I am respectfully requesting your intervention in the case of two Egyptian doctors, Raouf Amin al-Arabi and Shawqi Abd Rabbuh, both convicted and sentenced under questionable circumstances and currently detained in Saudi Arabia.

History:
Dr. Raouf Amin al-Arabi was sentenced to 15 years in prison and 1,500 lashes. Dr. Shawqi Abd Rabbuh was sentenced to 20 years and 1,700 lashes.The doctors were alleged to have facilitated the addiction of an unnamed Saudi Arabian patient to morphine after prescribing the medicine for her pain relief following an accident. However, very little information has been made public about their case.

Concern:
1) Amnesty International reports that an unfair trial appears to be the basis for the both the convictions and sentences.

2) Flogging contravenes the following:
-Article 5 of the Universal Declaration of Human Rights, which states that “No one shall be subjected to torture or to cruel, inhuman or degrading treatment or punishment”
-Convention against Torture and Other Cruel, Inhuman or Degrading Treatment or Punishment

I urge you, The Custodian of the Two Holy Mosques, to immediately commute the sentences of flogging against Raouf Amin al-Arabi and Shawqi Abd Rabbuh and ensure that their case is reviewed or retried in accordance with international fair trial standards and humane sentencing.

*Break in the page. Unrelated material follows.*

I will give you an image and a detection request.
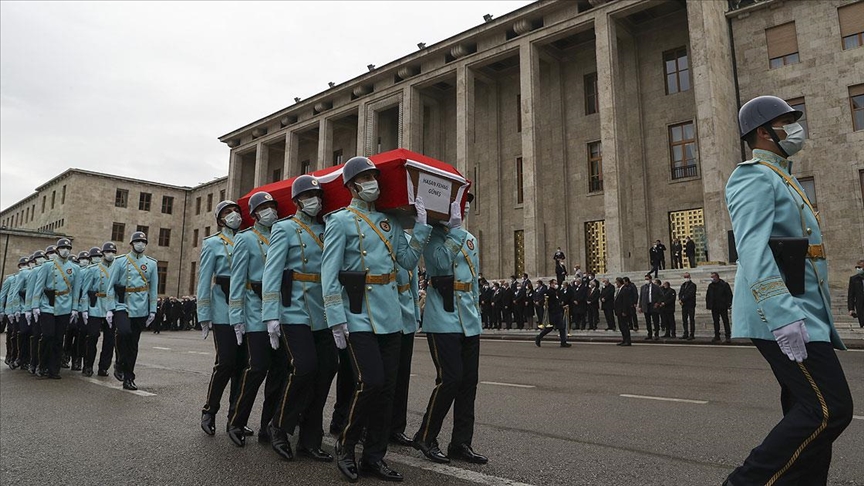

I respectfully request your influence in the Royal Office and Court to move Saudi Arabian laws and practices into accordance with international laws and standards prohibiting torture and other ill-treatment, and to consider abolishing judicial corporal punishments in this new year.

Please know that Americans are requesting our own government to align the United States with the same international laws and standards prohibiting torture and other ill-treatment. Together, the United States and Saudi Arabia united in favor of human rights could herald a new era of leadership that would earn the indelible respect and support of the world.

(Based on a template for one of 3 cases presented in January 2009 by Amnesty International Freedom Writers Network, a letter-writing campaign on behalf of people facing human rights abuses worldwide.)